Figure 3. Regulatory mechanisms of endoplasmic Reticulum stress in diabetic cardiomyopathy. The G protein-coupled estrogen receptor (GPER) promotes the binding of immunoglobulin-binding protein (Bip) to misfolded proteins. The expression of sarcoplasmic reticulum calcium ATPase 2α (SERCA2α) is regulated by arrestin domain-containing protein 4 (ARRDC4); upon binding to glucose transporter 1 (GLUT1), ARRDC4 inhibits GLUT1 activity and simultaneously upregulates C/EBP homologous protein (CHOP). Excessive free fatty acid (FFA) accumulation induces endoplasmic reticulum stress (ERS). Interleukin-33 (IL-33) targets the promoter region of insulin-like growth factor-binding protein 3 (IGFBP3), activates its transcription, and enhances autophagy to alleviate ERS. Under high-glucose conditions, X-box binding protein 1 (XBP1s) undergoes SUMOylation and phosphorylation, which inhibits its nuclear translocation. Extracellular signal-regulated kinase (ERK) promotes the expression of bromodomain-containing protein 7 (BRD7); BRD7 inhibits the nuclear translocation of XBP1s without affecting the total expression level of XBP1s. Granulocyte colony-stimulating factor (G-CSF) prevents the dissociation of Bip and activates inositol-requiring enzyme 1 (IRE1) and CHOP. Hydrogen sulfide (H₂S) targets muscle RING-finger protein 1 (MuRF1) and mitofusin 2 (Mfn-2), reducing the expression of multiple ERS-related proteins. Phosphatidylinositol 3-kinase (PI3K) decreases the expression of CHOP and inhibits the dissociation of glucose-regulated protein 94 (GRP94). General control nonderepressible 2 (GCN2), a eukaryotic translation initiation factor 2α (eIF2α) kinase, promotes the expression of multiple ERS-related proteins and enhances cell apoptosis.
Therapeutic strategies—natural agents (e.g., daphnetin, tanshinone IIA, astragalus polysaccharides), pharmacologic agents (e.g., empagliflozin, sacubitril/valsartan), and non-pharmacologic interventions (e.g., exercise training)—all attenuate myocardial injury by suppressing core ERS markers (GRP78, CHOP, PERK) via shared anti-inflammatory, antioxidant, and anti-apoptotic mechanisms. Natural agents additionally modulate downstream ERS pathways (e.g., JNK/MAPK, Sirt1, cGMP-PKG), often exhibiting glycemic control and anti-fibrotic effects, while pharmacologic and non-pharmacologic approaches (e.g., ketogenic diet) primarily improve cardiac function and metabolic dysregulation. Future research should delineate synergistic natural/pharmacologic combinations (e.g., natural agents with empagliflozin), elucidate non-pharmacologic regulation of ERS-autophagy networks, expedite clinical translation, and investigate ERS interactions with metabolic reprogramming and immune microenvironments to advance targeted therapies.

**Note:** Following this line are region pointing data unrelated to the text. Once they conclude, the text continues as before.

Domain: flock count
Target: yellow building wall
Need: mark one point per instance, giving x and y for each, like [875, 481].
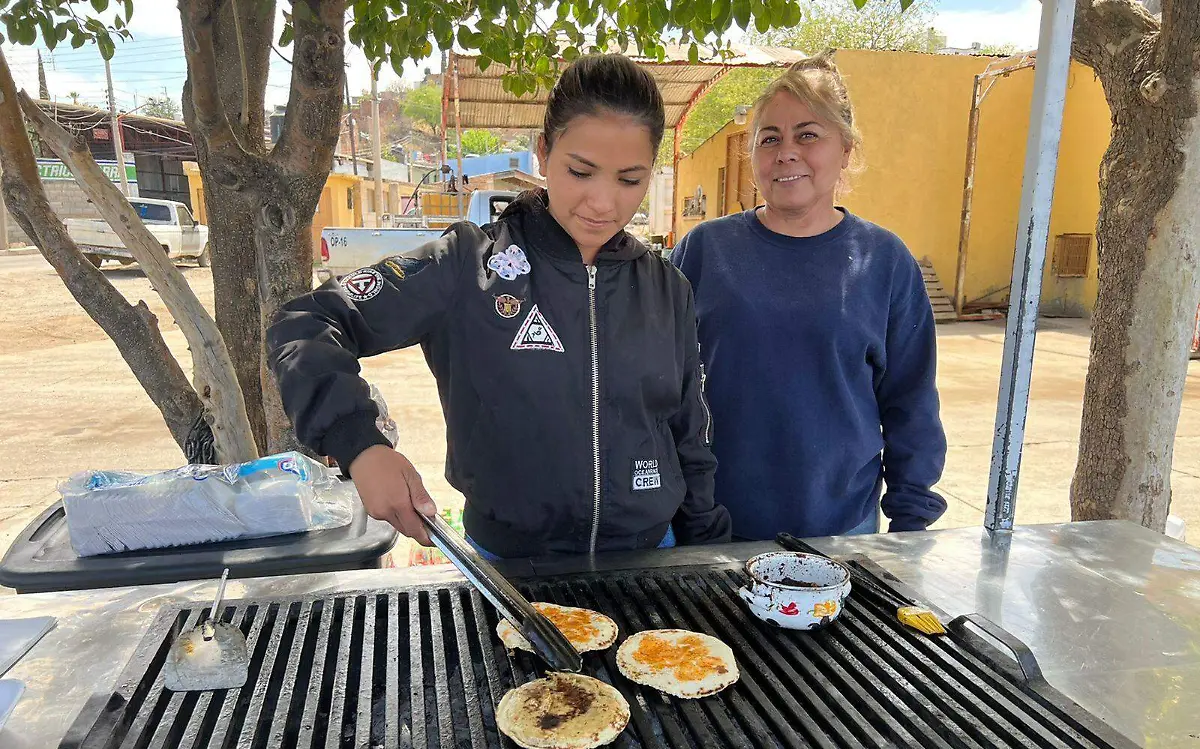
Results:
[913, 112]
[341, 201]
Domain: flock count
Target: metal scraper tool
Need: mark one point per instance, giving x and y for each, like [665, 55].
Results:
[210, 655]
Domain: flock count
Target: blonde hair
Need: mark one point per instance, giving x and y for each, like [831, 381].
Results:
[817, 83]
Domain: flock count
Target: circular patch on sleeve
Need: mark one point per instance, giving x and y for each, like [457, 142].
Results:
[363, 285]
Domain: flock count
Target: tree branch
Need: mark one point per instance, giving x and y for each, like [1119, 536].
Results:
[198, 19]
[315, 105]
[1108, 29]
[215, 377]
[241, 61]
[133, 329]
[1180, 39]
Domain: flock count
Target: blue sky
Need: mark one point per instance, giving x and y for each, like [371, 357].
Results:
[154, 60]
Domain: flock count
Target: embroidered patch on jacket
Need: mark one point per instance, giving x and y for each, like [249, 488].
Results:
[508, 306]
[403, 267]
[535, 334]
[646, 475]
[363, 285]
[510, 263]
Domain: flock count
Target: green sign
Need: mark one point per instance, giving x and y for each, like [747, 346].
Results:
[54, 169]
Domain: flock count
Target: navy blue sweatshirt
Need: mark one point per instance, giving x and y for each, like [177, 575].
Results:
[820, 355]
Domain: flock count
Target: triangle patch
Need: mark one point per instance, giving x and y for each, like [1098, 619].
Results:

4.2 Peripartum cardiomyopathy
Peripartum cardiomyopathy (PPCM) is a rare cardiomyopathy clinically characterized by ventricular dilation with systolic dysfunction, most commonly occurring in late pregnancy or the early postpartum period. Although more than 50% of patients can recover systolic function, some may progress to chronic cardiomyopathy, and a small number may even require mechanical support, heart transplantation, or a combination of both (162, 163). Studies have confirmed that a persistent state of ERS activation exists in the myocardial tissue of patients with PPCM. This abnormal ERS signaling may contribute to promoting cardiomyocyte remodeling and metabolic reprogramming through mechanisms such as interfering with myocardial energy metabolism, impairing calcium homeostasis (by regulating the expression of phospholamban (PLN) and SERCA, and disrupting endocytic pathways, thereby facilitating the development and progression of left ventricular dysfunction (164).

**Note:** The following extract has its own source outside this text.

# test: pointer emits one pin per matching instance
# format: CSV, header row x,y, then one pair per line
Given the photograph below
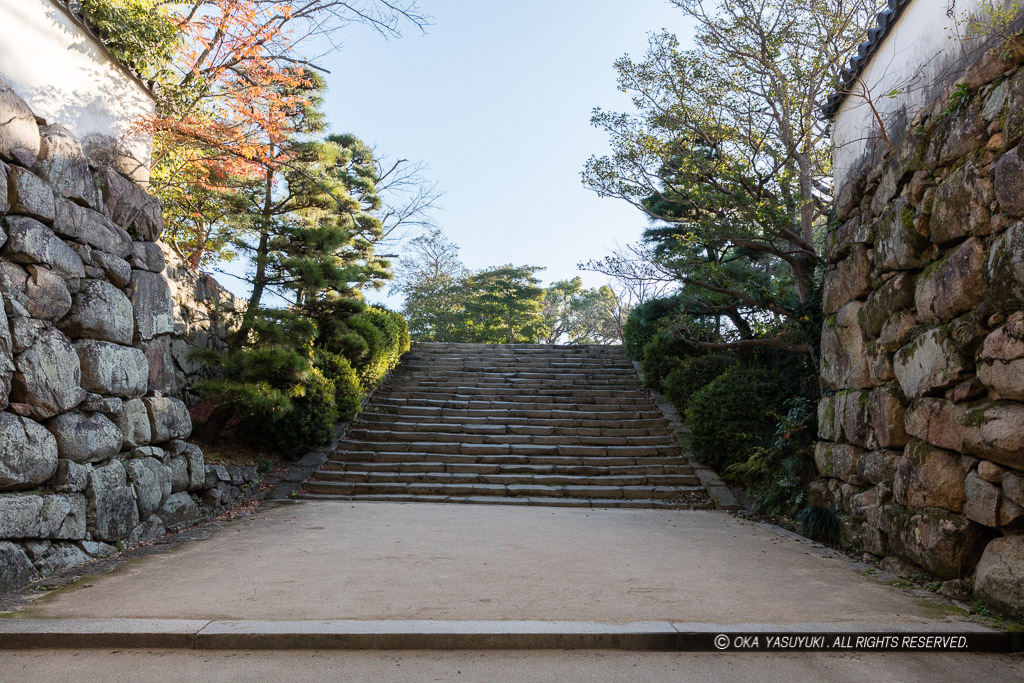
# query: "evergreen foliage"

4.3 Sepsis-induced cardiomyopathy
Sepsis is a life-threatening disease triggered by a dysregulated host response to infection. Sepsis-induced cardiomyopathy (SCM) refers to myocardial dysfunction occurring during sepsis, with the exclusion of other known cardiac diseases (165). SCM is accompanied by intense proinflammatory responses and marked oxidative damage, and is associated with mechanisms such as dysregulated ERS and autophagy (166, 167). Although SCM exhibits a certain degree of reversibility, it significantly increases the risk of death in septic patients. Most cases of sepsis originate from bacterial infections, particularly infections with Gram-negative bacteria (168). Endotoxin (i.e., lipopolysaccharide, LPS), as a fundamental component of the outer membrane of Gram-negative bacteria, can trigger cytokine storms, fatal endotoxemia, and septic shock (169).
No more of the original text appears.